In light of that, what is important for people to understand about the mountains and how they fit into the larger conversation about the environment?
We refer to the mountains as water towers of the world. Most of the major rivers of the world are supplied from heavy rainfall in the mountains and melting snow. If you mess up the mountain environment, you are going to impact the plains. Twenty percent of the Earth’s terrestrial surface is mountainous, and the mountains provide the living means for about 10 percent of the human population. If mountains are badly handled, as in many places they are, then the impact is far greater than just on that part of the world that is mountainous, because the downstream effects are properly going to be more serious than the effects in the mountains themselves.
You say that the students of this first group of mountain academics, and their students, are now “guardians of the mountains.” What is their task?
I would need to write a book on that question. Each country tends to have different problems, but creating awareness and giving credibility to the intelligence and determination of the mountain people themselves—I think this is the thing that we’ve helped lay the foundation for. There is an enormous increase in awareness, and the students that have worked with me are themselves teaching courses in mountain geography. When I was teaching in Boulder, Colorado, up until 1989, I don’t think there were more than three courses in mountain geography per se in the whole of North America. In my old-age wisdom, I have to realize that you don’t change the world in a few years. I just hope that we can change it sufficiently more before dreadful things like climate change and terrorism catch up with us.

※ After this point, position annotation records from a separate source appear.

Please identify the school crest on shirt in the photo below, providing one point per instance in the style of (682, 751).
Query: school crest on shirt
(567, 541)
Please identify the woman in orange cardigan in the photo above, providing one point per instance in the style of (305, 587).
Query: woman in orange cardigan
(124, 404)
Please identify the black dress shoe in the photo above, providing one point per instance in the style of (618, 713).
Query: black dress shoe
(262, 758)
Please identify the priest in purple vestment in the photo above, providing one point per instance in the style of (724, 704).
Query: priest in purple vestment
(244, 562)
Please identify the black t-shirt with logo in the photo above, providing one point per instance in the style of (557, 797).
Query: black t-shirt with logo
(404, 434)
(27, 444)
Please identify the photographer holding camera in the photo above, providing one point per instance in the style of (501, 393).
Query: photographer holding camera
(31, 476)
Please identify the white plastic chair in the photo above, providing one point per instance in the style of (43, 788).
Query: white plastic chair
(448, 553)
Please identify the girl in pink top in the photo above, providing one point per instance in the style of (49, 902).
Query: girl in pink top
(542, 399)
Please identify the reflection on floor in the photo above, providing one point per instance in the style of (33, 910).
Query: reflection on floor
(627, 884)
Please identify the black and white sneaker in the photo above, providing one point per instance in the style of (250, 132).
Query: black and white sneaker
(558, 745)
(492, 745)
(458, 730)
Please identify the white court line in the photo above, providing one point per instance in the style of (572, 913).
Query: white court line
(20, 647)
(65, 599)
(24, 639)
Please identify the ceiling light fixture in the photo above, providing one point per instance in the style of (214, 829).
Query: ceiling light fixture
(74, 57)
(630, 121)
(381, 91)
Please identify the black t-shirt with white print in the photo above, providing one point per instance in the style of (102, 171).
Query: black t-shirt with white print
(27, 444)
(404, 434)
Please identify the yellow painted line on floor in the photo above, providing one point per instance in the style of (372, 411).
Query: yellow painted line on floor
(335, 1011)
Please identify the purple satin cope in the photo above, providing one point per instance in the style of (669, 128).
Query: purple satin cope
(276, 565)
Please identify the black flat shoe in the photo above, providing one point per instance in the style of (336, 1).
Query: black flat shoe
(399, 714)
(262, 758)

What has been the most rewarding moment of your career?
This broad experience of finding a group of friends from all over the world. There’s been an international partnership of all shapes and colors, and we have developed this kind of community spirit, and I think this has been the great personal experience of my life.
I have to ask—what is the most beautiful place you have visited, with regard to the mountains?
Well, that is difficult to answer. We had our 60th wedding anniversary in Switzerland last year in the Emmental—that’s a farming community between the capital city of Bern and the Swiss Alps—where the buildings are 300-year-old farmhouses surrounded by flowers. That’s where I had my sabbatical year in 1976-77, and basically it was from that sabbatical year that what we’ve been talking about grew. I love mountain landscapes, but the real beauty is where you have this incredible mix of careful maintenance of landscape within a mountain setting. That to me is beauty—with the people included.